Oleh | Albertus Patty
MEMBICARAKAN sepak terjang Sabam Sirait dalam dunia politik selalu menarik. Apalagi bila dikaitkan dengan bukunya “Politik itu Suci.”
Konon, gagasan politik itu suci ia dapatkan dari Bung Karno, presiden pertama Republik Indonesia. Soekarno adalah tokoh idolanya.
‘Bila mengusir penjajah, mempertahankan kemerdekaan, dan mengisi kemerdekaan itu adalah politik, maka politik itu suci.’
Artinya, bagi Sabam Sirait, kesucian politik terletak pada motif dan tindakan perjuangannya.
Politik demi memperjuangkan nilai positif demi kebangsaan dan kemanusiaan. Politik menjadi suci.
Dua aspek
Gagasan politik itu suci, menarik dan inovatif karena paling sedikit ada dua aspek.
Pertama, kesucian politik tidak tergantung pada upaya menerapkan norma agama tertentu atau apakah suatu kebijakan sesuai dengan ayat-ayat kitab suci agama. Tidak!
Dalam kemajemukan bangsa menyamakan kesucian politik dengan penerapan norma agama tertentu akan menimbulkan hegemoni dan dominasi. Lebih banyak mudaratnya daripada manfaatnya. Ia akan mengundang intoleransi dan diskriminasi.
Bang Sabam Sirait, bersama sahabat karibnya KH Abdurahman Wahid atau Gus Dur berjuang bersama semasa era Rejim Otoriter ORBA dan paska Reformasi 1998 era demokrasi. Keduanya kini sudah meninggalkan kita untuk selamanya.
Tergantung motif dan tujuan
Bagi Sabam Sirait, politik itu suci lebih tergantung pada motif dan tujuan kebangsaan dan kemanusiaan. Dengan nilai itu seorang politisi mengukur tindakannya.
Dengan motif dan tujuan itu kita bisa menilai segala isu politik maupun kebijakan politik yang sedang diberlakukan.
Aspek kedua, pandangan Kristen cenderung memisahkan politik sebagai sesuatu yang profan alias sekuler. Sedangkan agama berurusan dengan yang “sacred” yang suci dan kudus.

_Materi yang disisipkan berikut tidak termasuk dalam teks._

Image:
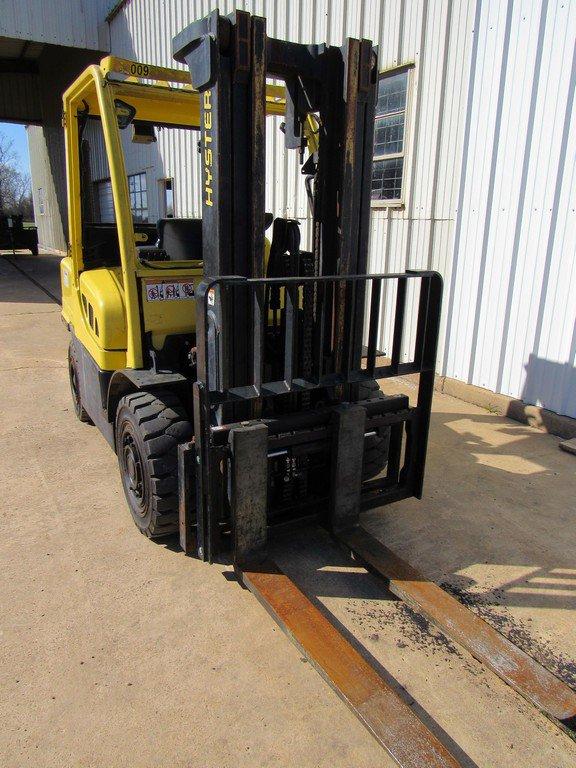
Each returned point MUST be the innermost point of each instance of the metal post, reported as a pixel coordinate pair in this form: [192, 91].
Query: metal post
[248, 491]
[347, 455]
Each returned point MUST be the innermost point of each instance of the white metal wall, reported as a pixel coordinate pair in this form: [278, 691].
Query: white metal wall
[491, 167]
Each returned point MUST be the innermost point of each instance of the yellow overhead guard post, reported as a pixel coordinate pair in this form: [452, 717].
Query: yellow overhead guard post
[159, 95]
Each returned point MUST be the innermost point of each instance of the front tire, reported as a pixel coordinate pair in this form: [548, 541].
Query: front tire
[148, 430]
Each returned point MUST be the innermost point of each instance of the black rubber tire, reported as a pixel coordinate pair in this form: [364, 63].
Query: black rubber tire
[149, 428]
[376, 446]
[74, 378]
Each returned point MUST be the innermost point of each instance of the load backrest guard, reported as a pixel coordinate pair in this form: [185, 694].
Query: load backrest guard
[285, 352]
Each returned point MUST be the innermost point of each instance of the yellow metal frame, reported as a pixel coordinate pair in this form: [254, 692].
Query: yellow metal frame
[162, 96]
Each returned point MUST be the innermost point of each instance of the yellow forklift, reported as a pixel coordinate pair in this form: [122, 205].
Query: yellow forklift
[235, 375]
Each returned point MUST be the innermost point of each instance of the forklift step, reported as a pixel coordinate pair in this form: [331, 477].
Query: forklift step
[374, 702]
[524, 674]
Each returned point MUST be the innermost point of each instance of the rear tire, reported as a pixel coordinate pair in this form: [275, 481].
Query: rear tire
[148, 430]
[376, 446]
[74, 376]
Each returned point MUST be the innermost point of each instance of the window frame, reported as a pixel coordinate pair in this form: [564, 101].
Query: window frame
[163, 190]
[139, 191]
[398, 202]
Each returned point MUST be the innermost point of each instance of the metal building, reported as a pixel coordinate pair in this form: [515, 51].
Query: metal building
[474, 171]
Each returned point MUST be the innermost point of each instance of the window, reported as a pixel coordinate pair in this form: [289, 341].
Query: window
[167, 187]
[389, 136]
[138, 197]
[105, 214]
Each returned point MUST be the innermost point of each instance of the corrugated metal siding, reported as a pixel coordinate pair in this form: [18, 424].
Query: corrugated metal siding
[50, 226]
[66, 22]
[491, 193]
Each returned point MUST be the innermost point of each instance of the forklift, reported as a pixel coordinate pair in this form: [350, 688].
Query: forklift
[234, 373]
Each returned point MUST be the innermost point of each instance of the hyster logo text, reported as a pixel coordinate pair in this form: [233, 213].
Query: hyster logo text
[208, 147]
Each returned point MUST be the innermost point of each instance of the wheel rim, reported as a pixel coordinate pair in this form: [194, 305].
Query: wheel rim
[133, 472]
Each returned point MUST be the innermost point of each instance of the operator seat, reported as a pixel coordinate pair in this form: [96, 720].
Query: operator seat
[181, 238]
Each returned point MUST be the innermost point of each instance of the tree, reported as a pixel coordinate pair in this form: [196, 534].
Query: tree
[15, 186]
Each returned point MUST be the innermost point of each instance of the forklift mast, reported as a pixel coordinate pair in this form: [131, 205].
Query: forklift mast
[279, 420]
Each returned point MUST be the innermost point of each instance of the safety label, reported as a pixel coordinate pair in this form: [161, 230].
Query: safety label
[169, 290]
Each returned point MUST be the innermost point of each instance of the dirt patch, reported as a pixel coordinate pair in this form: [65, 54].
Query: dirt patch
[515, 630]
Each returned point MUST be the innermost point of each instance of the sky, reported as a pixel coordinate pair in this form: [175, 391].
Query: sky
[20, 144]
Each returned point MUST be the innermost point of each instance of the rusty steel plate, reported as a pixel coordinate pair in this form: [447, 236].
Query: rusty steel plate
[523, 673]
[390, 720]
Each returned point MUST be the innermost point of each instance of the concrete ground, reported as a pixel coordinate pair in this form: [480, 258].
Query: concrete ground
[116, 651]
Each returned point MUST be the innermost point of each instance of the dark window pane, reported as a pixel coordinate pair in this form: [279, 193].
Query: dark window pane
[392, 93]
[387, 179]
[389, 135]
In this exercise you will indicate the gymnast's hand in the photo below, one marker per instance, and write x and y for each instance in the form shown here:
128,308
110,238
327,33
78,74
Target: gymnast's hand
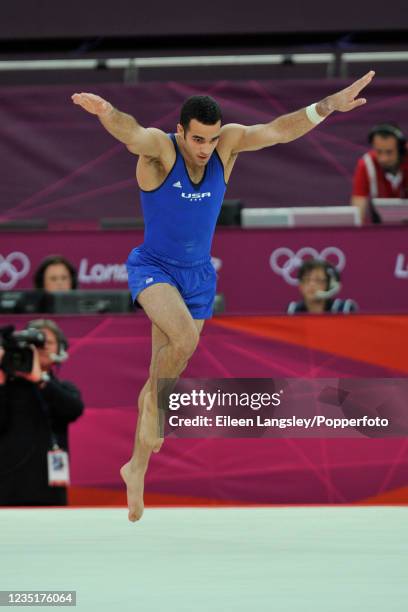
347,99
92,103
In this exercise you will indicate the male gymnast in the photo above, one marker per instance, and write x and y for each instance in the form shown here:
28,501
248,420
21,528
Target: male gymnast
182,179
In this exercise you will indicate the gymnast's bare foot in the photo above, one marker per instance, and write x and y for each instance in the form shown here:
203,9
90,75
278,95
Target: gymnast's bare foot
134,484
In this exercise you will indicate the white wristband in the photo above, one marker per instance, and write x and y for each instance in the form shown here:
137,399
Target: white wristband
313,115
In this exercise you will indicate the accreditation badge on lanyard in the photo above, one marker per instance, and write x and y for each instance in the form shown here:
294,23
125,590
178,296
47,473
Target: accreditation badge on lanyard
58,467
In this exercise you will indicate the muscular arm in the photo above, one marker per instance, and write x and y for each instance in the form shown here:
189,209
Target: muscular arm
125,128
294,125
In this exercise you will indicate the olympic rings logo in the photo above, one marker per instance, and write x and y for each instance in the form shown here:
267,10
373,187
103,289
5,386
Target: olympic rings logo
12,268
286,263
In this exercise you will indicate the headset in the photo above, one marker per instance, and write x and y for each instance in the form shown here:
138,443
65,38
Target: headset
62,341
332,275
390,129
50,261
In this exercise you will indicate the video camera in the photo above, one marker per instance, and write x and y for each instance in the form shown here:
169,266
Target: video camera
19,355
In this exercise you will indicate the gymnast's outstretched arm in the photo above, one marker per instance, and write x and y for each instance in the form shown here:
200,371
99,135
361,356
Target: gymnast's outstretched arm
125,128
286,128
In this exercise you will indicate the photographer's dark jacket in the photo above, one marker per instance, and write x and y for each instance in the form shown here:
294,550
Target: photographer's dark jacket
28,414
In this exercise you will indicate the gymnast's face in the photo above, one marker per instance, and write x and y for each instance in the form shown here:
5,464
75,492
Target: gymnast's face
200,140
386,150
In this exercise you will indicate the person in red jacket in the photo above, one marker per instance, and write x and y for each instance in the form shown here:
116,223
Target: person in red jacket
383,171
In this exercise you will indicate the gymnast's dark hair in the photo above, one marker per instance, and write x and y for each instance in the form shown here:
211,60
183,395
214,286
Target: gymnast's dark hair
202,108
50,261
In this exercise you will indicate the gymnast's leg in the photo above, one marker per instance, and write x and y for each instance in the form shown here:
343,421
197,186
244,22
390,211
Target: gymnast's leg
175,336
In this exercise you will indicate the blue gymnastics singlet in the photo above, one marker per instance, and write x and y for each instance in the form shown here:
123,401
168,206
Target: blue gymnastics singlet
180,216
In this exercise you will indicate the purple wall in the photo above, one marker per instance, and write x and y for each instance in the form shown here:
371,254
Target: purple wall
257,268
129,18
59,163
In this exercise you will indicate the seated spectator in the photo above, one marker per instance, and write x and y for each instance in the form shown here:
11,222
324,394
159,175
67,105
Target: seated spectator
319,282
36,409
381,172
55,273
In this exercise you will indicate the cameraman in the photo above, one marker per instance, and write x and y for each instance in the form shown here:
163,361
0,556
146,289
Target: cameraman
35,411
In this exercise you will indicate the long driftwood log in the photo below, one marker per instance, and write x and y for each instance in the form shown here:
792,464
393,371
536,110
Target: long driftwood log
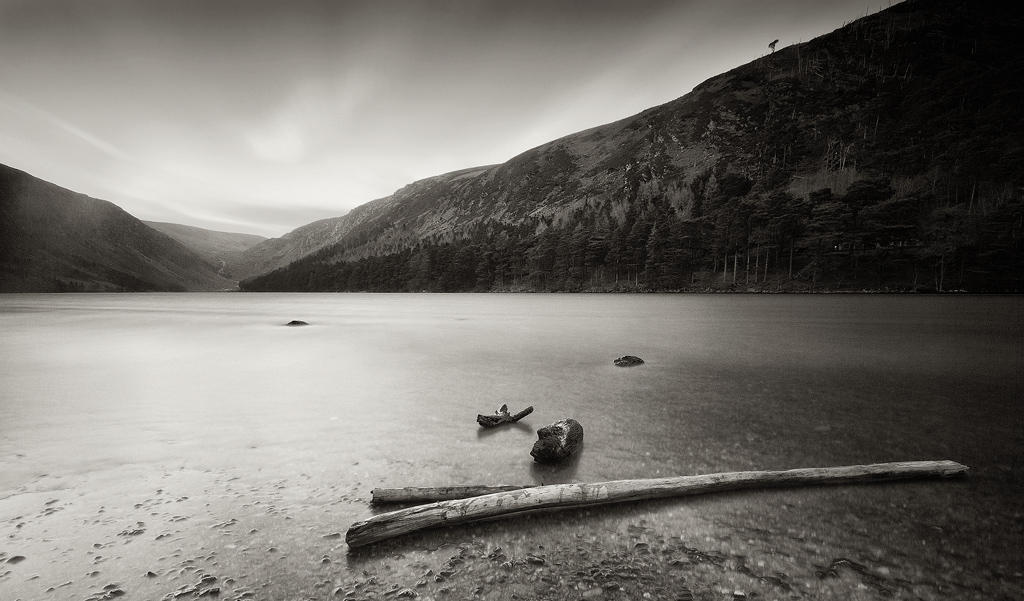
430,495
502,416
448,513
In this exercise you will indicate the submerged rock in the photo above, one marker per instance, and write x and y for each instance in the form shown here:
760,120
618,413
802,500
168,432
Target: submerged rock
557,440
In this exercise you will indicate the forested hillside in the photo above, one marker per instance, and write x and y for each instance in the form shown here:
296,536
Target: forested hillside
54,240
886,155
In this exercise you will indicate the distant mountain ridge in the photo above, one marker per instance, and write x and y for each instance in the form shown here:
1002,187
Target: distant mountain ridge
54,240
278,252
220,249
886,155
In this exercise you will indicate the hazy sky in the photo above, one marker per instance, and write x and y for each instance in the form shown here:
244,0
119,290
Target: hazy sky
260,116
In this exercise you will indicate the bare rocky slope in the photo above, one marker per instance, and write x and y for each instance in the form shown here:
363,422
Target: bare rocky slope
885,155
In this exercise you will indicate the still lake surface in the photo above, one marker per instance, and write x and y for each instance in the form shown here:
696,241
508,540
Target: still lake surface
150,440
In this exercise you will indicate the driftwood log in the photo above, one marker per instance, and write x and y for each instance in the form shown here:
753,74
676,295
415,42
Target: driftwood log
450,513
429,495
557,441
502,416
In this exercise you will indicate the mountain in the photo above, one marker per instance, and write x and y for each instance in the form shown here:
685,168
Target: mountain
54,240
217,248
279,252
885,155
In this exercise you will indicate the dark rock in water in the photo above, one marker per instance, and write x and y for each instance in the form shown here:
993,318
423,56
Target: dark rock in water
557,440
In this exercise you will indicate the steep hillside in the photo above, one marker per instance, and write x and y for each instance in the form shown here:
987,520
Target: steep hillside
886,155
221,249
278,252
53,240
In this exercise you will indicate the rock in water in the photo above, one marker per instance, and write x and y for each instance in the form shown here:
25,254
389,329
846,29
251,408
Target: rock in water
557,440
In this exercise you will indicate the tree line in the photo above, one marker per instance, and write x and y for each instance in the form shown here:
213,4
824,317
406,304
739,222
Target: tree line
867,238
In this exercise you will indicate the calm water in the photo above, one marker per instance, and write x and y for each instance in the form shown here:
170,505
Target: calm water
148,440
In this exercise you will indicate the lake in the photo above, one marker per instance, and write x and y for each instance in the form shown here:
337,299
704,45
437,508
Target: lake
159,444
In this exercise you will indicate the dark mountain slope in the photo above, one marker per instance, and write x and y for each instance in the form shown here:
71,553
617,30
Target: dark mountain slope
217,248
53,240
887,154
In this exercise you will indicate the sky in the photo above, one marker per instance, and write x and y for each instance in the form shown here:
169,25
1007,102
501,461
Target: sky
260,116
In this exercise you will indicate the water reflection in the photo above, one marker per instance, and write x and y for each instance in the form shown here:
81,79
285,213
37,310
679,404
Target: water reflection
279,434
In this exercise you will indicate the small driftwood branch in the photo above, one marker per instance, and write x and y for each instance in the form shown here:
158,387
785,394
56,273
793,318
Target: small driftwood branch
430,495
502,416
449,513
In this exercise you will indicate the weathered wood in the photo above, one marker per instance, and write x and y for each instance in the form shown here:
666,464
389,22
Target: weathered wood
502,416
557,441
448,513
429,495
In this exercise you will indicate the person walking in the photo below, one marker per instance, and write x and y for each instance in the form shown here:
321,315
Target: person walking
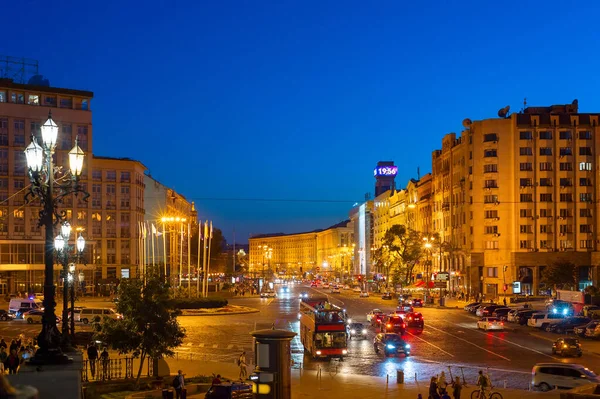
92,358
242,364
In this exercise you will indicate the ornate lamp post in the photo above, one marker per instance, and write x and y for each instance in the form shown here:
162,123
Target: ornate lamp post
50,187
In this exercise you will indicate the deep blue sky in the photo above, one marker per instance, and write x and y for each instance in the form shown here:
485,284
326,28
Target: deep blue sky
300,99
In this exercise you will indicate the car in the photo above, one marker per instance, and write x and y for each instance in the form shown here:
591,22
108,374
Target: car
373,313
303,295
581,330
414,319
357,330
566,346
35,316
568,325
490,323
546,376
390,344
393,324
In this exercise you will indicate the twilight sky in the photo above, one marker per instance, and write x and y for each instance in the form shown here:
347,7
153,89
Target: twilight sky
230,101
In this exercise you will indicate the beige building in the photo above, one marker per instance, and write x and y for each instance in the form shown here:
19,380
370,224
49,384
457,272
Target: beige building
320,251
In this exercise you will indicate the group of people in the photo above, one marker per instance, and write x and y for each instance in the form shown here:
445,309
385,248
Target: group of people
15,354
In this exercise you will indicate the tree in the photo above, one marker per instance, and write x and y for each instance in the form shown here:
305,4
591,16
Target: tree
561,274
405,246
149,325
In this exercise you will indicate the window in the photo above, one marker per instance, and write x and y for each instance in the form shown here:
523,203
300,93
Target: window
566,166
525,151
566,182
490,199
526,166
565,151
585,197
525,182
524,244
490,168
33,99
490,137
566,197
525,228
491,214
526,198
587,135
492,271
525,135
565,135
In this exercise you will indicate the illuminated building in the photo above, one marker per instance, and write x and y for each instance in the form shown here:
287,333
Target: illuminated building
325,251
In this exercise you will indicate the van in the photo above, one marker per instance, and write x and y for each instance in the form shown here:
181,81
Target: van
18,306
546,376
90,315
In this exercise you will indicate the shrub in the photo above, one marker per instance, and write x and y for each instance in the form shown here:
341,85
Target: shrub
198,303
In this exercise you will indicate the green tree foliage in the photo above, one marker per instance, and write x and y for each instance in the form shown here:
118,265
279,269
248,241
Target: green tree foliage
562,275
149,325
404,246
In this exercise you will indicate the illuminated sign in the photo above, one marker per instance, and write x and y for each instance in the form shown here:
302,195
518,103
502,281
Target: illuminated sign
386,171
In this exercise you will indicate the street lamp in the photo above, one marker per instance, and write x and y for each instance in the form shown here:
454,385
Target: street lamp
50,188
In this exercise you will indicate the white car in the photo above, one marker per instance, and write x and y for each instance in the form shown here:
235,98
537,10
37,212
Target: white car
373,313
490,323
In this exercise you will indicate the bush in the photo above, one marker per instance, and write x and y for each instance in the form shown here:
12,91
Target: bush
198,303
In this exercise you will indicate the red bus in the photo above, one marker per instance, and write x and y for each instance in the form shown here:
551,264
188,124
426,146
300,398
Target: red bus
323,328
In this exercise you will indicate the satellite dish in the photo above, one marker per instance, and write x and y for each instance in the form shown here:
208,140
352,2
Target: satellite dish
503,113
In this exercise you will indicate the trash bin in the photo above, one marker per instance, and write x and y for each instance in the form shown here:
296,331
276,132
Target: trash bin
400,376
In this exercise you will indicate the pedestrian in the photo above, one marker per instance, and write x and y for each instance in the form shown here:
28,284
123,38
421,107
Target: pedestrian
242,364
179,385
92,358
457,388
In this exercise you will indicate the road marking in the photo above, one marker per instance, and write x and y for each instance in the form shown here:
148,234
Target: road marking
471,343
429,343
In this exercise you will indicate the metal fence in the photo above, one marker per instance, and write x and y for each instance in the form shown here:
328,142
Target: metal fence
115,369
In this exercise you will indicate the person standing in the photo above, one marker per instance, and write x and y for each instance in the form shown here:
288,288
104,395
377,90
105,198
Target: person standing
242,364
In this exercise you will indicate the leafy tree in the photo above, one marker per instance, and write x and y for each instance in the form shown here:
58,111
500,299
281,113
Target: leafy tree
404,246
561,274
149,326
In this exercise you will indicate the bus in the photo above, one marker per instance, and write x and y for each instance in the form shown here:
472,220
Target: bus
323,328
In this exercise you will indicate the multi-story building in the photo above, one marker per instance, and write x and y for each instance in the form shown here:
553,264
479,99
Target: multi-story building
326,251
170,212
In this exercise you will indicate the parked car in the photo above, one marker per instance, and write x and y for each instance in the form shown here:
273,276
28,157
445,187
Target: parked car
414,320
357,330
546,376
568,324
390,344
490,323
566,347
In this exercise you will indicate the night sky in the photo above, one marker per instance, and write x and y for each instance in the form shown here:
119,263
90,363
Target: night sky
230,101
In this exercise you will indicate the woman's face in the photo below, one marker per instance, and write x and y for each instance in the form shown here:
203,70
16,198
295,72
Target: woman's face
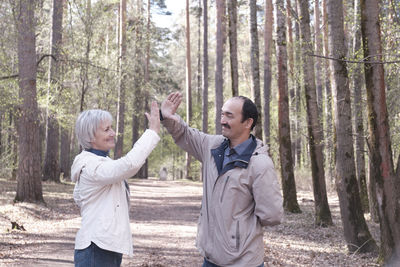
104,137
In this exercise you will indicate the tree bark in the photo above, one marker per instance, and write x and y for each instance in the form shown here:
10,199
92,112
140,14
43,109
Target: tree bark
328,95
285,151
358,112
219,73
318,51
188,83
29,185
51,170
122,82
355,228
382,168
232,11
322,212
298,79
205,68
65,165
269,19
255,64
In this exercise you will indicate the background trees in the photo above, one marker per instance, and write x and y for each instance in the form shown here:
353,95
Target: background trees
118,58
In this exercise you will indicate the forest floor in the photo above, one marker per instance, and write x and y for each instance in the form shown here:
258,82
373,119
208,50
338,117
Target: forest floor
163,223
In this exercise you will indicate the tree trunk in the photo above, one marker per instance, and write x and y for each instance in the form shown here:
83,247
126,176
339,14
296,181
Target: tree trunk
328,96
198,93
255,64
318,51
288,183
269,19
65,165
232,12
51,170
322,212
205,68
219,73
382,171
29,185
355,228
188,83
122,82
291,82
358,111
298,89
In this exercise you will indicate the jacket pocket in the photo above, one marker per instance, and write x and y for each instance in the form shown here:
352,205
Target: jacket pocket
224,188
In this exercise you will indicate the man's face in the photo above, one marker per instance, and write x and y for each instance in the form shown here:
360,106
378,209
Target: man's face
231,119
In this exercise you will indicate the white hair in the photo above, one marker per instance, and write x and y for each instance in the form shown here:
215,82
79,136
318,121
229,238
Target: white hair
87,123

Keduanya terpisah. Tidak boleh saling mendominasi, tetapi bisa saling berkolaborasi. Tentu saja asal demi kebangsaan dan kemanusiaan.
Nah, mengatakan politik itu suci, berarti meruntuhkan ‘tembok pemisah’ yang suci dan yang sekuler.
Kesucian bukan lagi pada ‘locus’ pelayanan tetapi motif dan tujuan pelayanan. Dengan norma ini, dunia “sacred” pun bisa berubah menjadi sekuler bila tujuannya mengejar kekuasaan dan kekayaan.
Sebaliknya, dunia profan bisa menjadi “sacred: suci dan kudus bila motif dan tujuannya untuk pelayanan bagi bangsa dan kemanusiaan. Dengan nilai itu, Sabam Sirait mengingatkan bahwa semuanya tergantung motif dan tujuannya.
Imam dalam dunia politik dan interupsi yang tabu
Dengan mempraktekkan politik itu suci, Sabam Sirait sangat menghayati fungsinya sebagai imamat rajani. Dia adalah ‘imam’ dalam dunia politik. Komitmen dan konsistensi perjuangannya adalah untuk dan demi rakyat kecil serta untuk ‘mengawasi’ kekuasaan.
Kita ingat, saat Orde Baru berkuasa, Sabam Sirait nekad melanggar ‘tabu’ politik dengan melakukan interupsi. Padahal resikonya sangat besar. Bukan saja jabatannya bisa dicopot, tetapi juga bisa di-petrus-kan. Sabam seperti tidak perduli. Dia lebih takut pada Tuhan daripada kepada penguasa mana pun.
Bangsa Indonesia adalah gerejanuya
Bagi Sabam Sirait, bangsa Indonesia dengan segala persoalannya adalah gerejanya.
Dunia politik adalah medan pelayanannya. Dalam politik, Sabam Sirait beribadah kepada Tuhan. Melalui politik, Sabam komit total melayani bangsa dan kemanusiaan.
Sesungguhnya Sabam sedang mempraktekkan suatu spiritualitas politik!
Komitmen dan integritas kokoh membuat Sabam Sirait menjadi tokoh yang dihormati. Sabam tokoh panutan. Ia patut diteladani siapa pun, terutama para politisi yang sedang menjabat dan generasi muda bangsa saat ini.